NotEntirelyConfused
Power User
- Joined
- May 15, 2024
- Posts
- 71
One issue is that the extremes are so extreme that plotting them distorts the graph to the point where most of the subtler patterns get obscured. Also, generally speaking with long tail distributions, medians are often, though not always, more useful than means for descriptive statistics precisely because it’s less sensitive to outliers.
In normal statistics, outliers are usually bad data, or just so insignificant and random that knowing about them is unhelpful - as dada_dave says, they can obscure more interesting information.I can certainly repost these charts with no omissions if anyone wants, but you are correct the outliers are craaaaaazy.

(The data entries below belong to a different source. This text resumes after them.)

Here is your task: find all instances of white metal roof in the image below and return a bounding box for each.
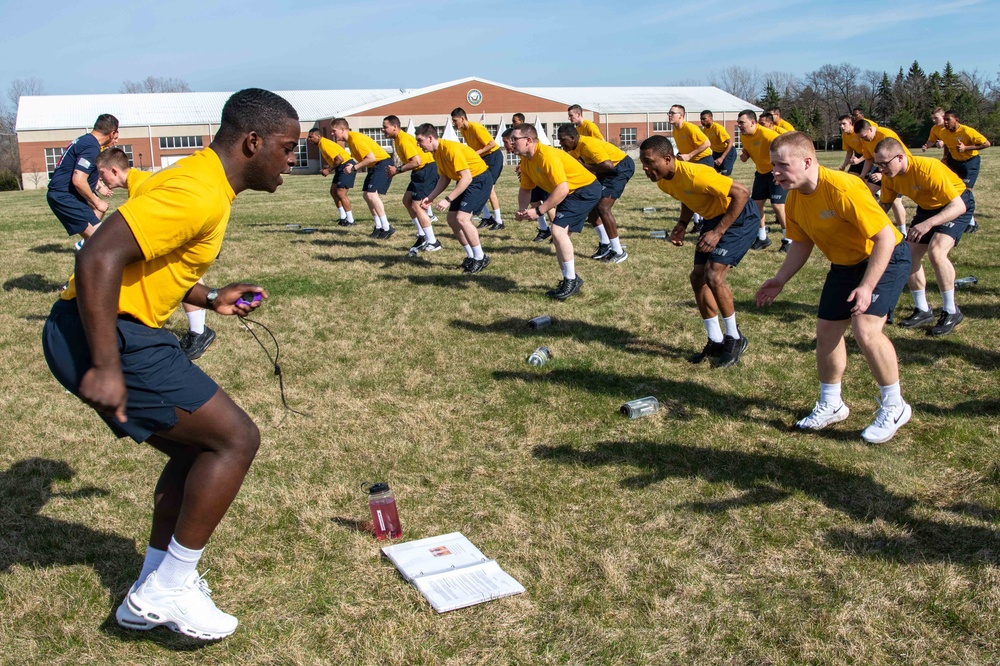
[520,86,760,114]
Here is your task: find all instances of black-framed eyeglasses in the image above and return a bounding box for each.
[874,154,903,169]
[510,136,529,142]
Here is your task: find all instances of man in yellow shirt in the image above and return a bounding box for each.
[414,124,493,273]
[737,110,789,251]
[768,107,795,133]
[875,137,974,335]
[568,104,605,140]
[383,115,442,254]
[837,115,866,175]
[42,88,299,639]
[557,124,634,263]
[502,127,554,242]
[700,110,736,176]
[759,113,789,134]
[639,135,761,367]
[331,118,395,239]
[511,123,602,300]
[669,105,714,234]
[854,120,909,234]
[921,107,946,157]
[941,109,990,233]
[451,108,504,230]
[307,127,356,226]
[757,132,912,444]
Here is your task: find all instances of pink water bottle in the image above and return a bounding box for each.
[363,482,402,540]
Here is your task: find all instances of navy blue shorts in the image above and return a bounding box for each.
[334,160,356,189]
[751,171,788,204]
[946,154,980,189]
[694,200,761,267]
[47,190,98,236]
[713,150,737,176]
[363,158,393,195]
[553,180,602,233]
[42,299,219,442]
[597,156,634,200]
[530,186,549,203]
[912,189,974,246]
[406,162,439,200]
[451,170,495,214]
[482,150,504,182]
[818,242,911,321]
[848,154,865,175]
[694,154,715,168]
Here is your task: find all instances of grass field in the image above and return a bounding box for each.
[1,150,998,665]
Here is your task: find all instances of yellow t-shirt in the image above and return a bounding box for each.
[393,131,434,171]
[776,119,795,132]
[460,122,499,156]
[926,124,944,145]
[785,166,902,266]
[702,122,731,153]
[347,131,390,163]
[433,139,488,180]
[655,161,733,220]
[858,126,912,162]
[741,125,781,174]
[62,148,236,328]
[842,130,863,155]
[126,168,152,198]
[940,123,988,162]
[772,125,791,135]
[880,155,966,210]
[577,119,604,141]
[673,122,712,161]
[519,143,597,194]
[318,137,352,168]
[569,136,627,167]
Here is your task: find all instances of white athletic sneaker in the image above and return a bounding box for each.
[795,401,850,430]
[73,239,85,252]
[127,570,238,640]
[860,397,911,444]
[115,581,156,631]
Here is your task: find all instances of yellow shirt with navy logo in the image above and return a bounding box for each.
[858,126,912,162]
[126,168,152,198]
[577,119,605,141]
[940,123,988,162]
[62,148,236,328]
[433,139,488,180]
[520,143,597,194]
[393,131,434,171]
[460,122,499,156]
[776,119,795,132]
[880,155,966,210]
[785,166,902,266]
[842,130,863,155]
[569,136,627,167]
[318,137,352,168]
[702,122,731,153]
[741,125,781,174]
[673,122,712,161]
[347,131,390,163]
[655,161,733,220]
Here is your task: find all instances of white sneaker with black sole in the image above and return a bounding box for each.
[127,570,238,640]
[796,401,850,430]
[860,397,911,444]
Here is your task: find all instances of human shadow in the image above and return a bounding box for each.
[4,274,66,292]
[29,243,74,254]
[533,441,1000,565]
[316,253,407,270]
[310,238,379,249]
[953,301,999,320]
[734,298,817,324]
[911,398,1000,418]
[890,335,1000,371]
[383,273,520,294]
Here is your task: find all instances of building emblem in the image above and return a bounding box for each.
[467,89,483,106]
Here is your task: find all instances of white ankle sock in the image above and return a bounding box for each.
[187,309,206,335]
[703,316,723,343]
[594,224,610,244]
[463,244,474,258]
[757,227,767,240]
[879,382,902,406]
[940,288,956,314]
[346,210,354,223]
[155,536,204,589]
[338,206,346,219]
[423,226,436,244]
[492,208,502,223]
[820,382,842,406]
[609,237,622,253]
[538,217,549,231]
[722,313,739,338]
[472,245,485,260]
[412,218,422,233]
[911,289,929,311]
[137,546,167,586]
[561,260,576,280]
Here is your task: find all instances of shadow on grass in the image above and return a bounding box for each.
[734,298,817,324]
[384,273,520,293]
[331,516,374,536]
[309,238,380,249]
[452,317,686,358]
[29,243,74,254]
[4,274,65,292]
[316,253,408,270]
[912,398,1000,418]
[891,335,1000,371]
[953,302,1000,320]
[533,441,1000,565]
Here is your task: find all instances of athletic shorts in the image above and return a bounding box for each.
[818,242,911,321]
[333,160,357,189]
[597,156,635,200]
[946,154,980,189]
[482,149,504,182]
[363,158,393,195]
[694,154,715,168]
[406,162,440,201]
[713,150,737,176]
[47,189,98,236]
[42,299,219,442]
[553,180,602,233]
[530,186,549,203]
[751,171,788,204]
[912,189,974,246]
[450,170,495,214]
[848,158,865,175]
[693,200,761,267]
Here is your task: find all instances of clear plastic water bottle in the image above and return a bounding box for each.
[649,230,667,238]
[527,346,551,366]
[620,396,659,419]
[954,276,978,288]
[363,482,402,540]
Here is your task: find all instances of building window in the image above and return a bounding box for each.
[733,126,742,150]
[294,138,308,167]
[436,126,447,141]
[484,124,499,140]
[360,128,394,153]
[45,147,64,176]
[653,122,671,132]
[118,144,134,167]
[505,151,520,166]
[620,127,637,148]
[159,136,204,149]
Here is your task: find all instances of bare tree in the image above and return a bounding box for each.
[7,77,45,110]
[120,76,192,94]
[709,65,762,104]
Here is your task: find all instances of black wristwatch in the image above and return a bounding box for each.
[535,206,543,217]
[206,288,219,310]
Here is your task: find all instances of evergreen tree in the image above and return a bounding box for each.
[875,72,895,120]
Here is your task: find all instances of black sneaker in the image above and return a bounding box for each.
[591,243,612,260]
[469,254,491,273]
[422,239,442,252]
[489,221,505,231]
[689,340,724,364]
[533,229,552,243]
[369,227,382,238]
[690,220,703,235]
[477,217,493,228]
[552,275,583,301]
[601,249,628,264]
[965,223,978,234]
[751,237,772,250]
[546,279,567,297]
[338,218,350,227]
[411,235,427,250]
[716,333,748,367]
[179,326,216,361]
[381,226,395,240]
[779,239,791,253]
[929,309,964,336]
[898,307,934,328]
[460,257,476,272]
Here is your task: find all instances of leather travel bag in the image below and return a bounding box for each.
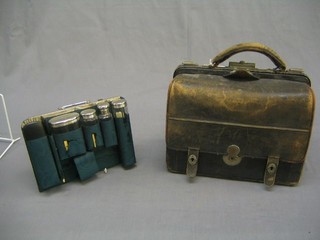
[166,42,315,187]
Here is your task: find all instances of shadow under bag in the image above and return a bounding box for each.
[166,42,315,187]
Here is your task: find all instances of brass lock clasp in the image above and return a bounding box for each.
[223,145,242,166]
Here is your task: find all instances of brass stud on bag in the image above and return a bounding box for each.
[223,145,242,166]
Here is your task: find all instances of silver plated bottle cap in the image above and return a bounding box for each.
[49,112,80,128]
[97,101,110,111]
[111,99,127,109]
[80,109,98,122]
[97,102,112,119]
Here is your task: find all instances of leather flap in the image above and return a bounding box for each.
[74,152,99,181]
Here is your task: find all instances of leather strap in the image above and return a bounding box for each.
[186,147,199,178]
[264,156,280,187]
[211,42,286,70]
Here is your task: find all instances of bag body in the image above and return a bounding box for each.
[166,43,315,187]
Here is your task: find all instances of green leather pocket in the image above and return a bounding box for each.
[82,123,104,150]
[94,146,120,170]
[26,137,61,191]
[100,118,118,148]
[114,116,136,168]
[53,128,87,160]
[74,152,99,181]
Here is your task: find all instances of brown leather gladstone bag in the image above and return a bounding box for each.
[166,42,315,187]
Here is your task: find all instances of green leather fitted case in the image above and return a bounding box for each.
[21,97,128,192]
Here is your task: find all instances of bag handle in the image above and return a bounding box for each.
[58,100,90,110]
[210,42,286,70]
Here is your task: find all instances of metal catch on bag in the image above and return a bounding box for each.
[223,145,242,166]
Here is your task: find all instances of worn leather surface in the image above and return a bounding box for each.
[167,73,314,163]
[166,63,315,184]
[211,42,287,70]
[166,147,304,186]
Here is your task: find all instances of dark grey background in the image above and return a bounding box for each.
[1,1,319,239]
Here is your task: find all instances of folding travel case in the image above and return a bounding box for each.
[166,42,315,187]
[22,97,136,192]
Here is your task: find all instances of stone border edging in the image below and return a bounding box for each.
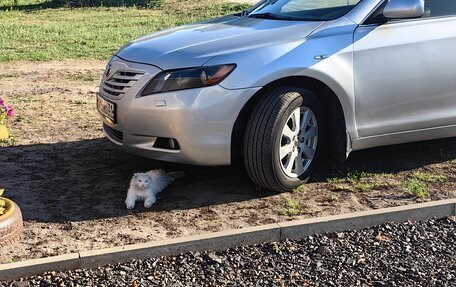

My point is that the information we're interested in may actually be better represented by the maxima rather than either mean or median. But of course the problem of bad data remains, whether "bad" means falsified, or just representing cases that purposefully obscure the answers we're looking for. "Falsified data" has an obvious meaning; the other kind of "bad data" would be an answer to a question we're not really trying to answer, and that's where it gets a little sticky. If we're trying to gain insight into how chips perform as designed, in normal use contexts, that's one thing. If we're trying to discern things about microarchitecture, that might wind up looking very similar, but not exactly the same. If we want to know how fast you can push the chip with unlimited power, unlimited cooling, and no concern for lifespan, then that's a very different question with a very different answer.
My impression is that for most of us, we're interested in design details, and also about performance under "normal" conditions. We also care to some extent about what the chip is capable of under "optimal normal conditions" - that is, no special accommodations like fancy cooling, but also removing any extraneous adverse influences to the maximum extent possible (i.e., background tasks that reduce benchmark scores).
If that's true, then *if* we can remove bad data, score maxima may be better, because they would represent legitimate measures of the chips in normal but optimal conditions. That's a big if though. Possibly top scores after discarding top n% (n=2..5?) would work - I don't really know. And I'm guessing scores for x86 chips will have far more bad data, which is a problem - or at least x86 con/prosumer chips will. Large server platform chips (Epyc/Xeon) probably a lot less so.